Location
- Stillorgan, County Dublin Republic of Ireland
- Coordinates: 53°16′58″N 6°12′22″W﻿ / ﻿53.282717°N 6.206133°W

Information
- Motto: ad finem fidelis
- Established: 1971
- Principal: Denise O’Dowd vice principal = Cathy Behan
- Enrollment: Primary 313 Secondary 600
- Website: straphaelas.ie

= St. Raphaela's School =

St. Raphaelas is an all-girls primary school and secondary school located in Stillorgan, County Dublin and run by the Handmaids of the Sacred Heart of Jesus. The schools are named after Saint Raphaela.

==History==
Saint Raphaela's campus is founded on the original residence for the Pilkington Family called Wesbury House, who were notable glassmakers.

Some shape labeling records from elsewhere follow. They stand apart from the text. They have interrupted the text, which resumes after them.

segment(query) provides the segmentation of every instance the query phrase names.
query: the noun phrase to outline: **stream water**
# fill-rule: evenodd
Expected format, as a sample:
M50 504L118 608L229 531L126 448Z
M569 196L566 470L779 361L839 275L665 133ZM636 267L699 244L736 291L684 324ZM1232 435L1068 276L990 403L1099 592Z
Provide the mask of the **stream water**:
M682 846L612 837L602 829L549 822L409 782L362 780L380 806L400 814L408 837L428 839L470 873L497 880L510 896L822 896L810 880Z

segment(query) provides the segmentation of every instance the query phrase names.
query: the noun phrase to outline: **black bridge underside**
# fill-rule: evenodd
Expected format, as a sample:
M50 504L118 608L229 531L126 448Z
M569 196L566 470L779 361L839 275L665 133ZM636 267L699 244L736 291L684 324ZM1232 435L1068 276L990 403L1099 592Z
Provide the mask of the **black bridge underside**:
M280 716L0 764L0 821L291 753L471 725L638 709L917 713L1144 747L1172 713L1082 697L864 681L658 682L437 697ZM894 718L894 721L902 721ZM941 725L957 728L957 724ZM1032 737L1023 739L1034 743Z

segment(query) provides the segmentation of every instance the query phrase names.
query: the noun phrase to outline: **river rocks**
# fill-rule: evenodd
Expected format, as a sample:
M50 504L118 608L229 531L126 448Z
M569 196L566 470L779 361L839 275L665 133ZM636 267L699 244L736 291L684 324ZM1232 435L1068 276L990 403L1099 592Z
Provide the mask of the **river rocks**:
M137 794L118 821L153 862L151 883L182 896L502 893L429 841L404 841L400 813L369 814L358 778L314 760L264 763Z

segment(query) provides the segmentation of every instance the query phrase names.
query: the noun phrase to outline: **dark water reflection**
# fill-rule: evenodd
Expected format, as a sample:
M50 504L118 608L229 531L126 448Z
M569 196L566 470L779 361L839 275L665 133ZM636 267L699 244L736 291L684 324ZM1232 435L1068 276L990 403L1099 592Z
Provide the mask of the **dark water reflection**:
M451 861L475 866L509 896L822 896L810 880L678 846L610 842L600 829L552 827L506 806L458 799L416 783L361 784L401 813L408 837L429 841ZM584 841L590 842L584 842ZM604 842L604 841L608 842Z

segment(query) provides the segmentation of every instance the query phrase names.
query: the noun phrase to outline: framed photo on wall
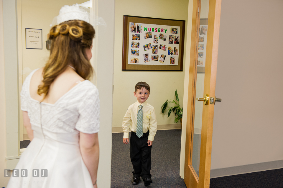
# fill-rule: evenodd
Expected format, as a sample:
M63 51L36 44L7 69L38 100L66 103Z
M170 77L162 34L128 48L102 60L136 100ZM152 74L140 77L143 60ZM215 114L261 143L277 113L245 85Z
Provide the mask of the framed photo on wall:
M183 71L184 20L124 15L122 70Z

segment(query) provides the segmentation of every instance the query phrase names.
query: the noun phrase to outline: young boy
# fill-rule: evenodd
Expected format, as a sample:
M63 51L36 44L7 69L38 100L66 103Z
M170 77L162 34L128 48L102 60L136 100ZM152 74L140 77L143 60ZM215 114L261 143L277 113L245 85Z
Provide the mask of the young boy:
M131 129L130 156L133 164L134 177L132 184L139 184L140 177L144 185L152 182L151 179L151 148L156 133L157 123L154 108L147 102L149 96L149 86L141 81L136 85L134 94L137 101L129 107L123 119L123 143L129 143Z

They later sold their house to the Devlin family who in the 1940s passed it to the Daughters of Charity.

The Daughters of Charity founded a boarding school and called the primary school called St. Philomena's and the secondary school called Marillac.

In 1971 the Daughters of Charity decided to leave the schools to focus on children with special needs. The Archbishop of Dublin at the time, John Charles McQuaid, invited the Handmaids of the Sacred Heart of Jesus to take over the running of the schools.

In 1977 the schools were renamed St. Raphaela's to mark the canonisation of Saint Rafaela Maria of the Sacred Heart (born 1850 - died 1925), the founder of the order of Handmaids of the Sacred Heart.

The current Secondary School building was opened in 1986, followed by a new wing in the 1990s.

An Astroturf sports pitch was added in 2006.

==Sports==
The school partakes in the following sporting competitions:
- Leinster hockey competitions.
- The badminton schools league.
- The basketball SSA league.
- The Gaelic football junior league.
- The Leinster school soccer league

==Other facilities==
The campus of St. Raphaelas also has some extra facilities
- Greenfields Montessori School.
- Naíonrá an Irish speaking playschool.
- A day centre for St. Michael's House, an organisation that provides services for children and adults with an intellectual disability.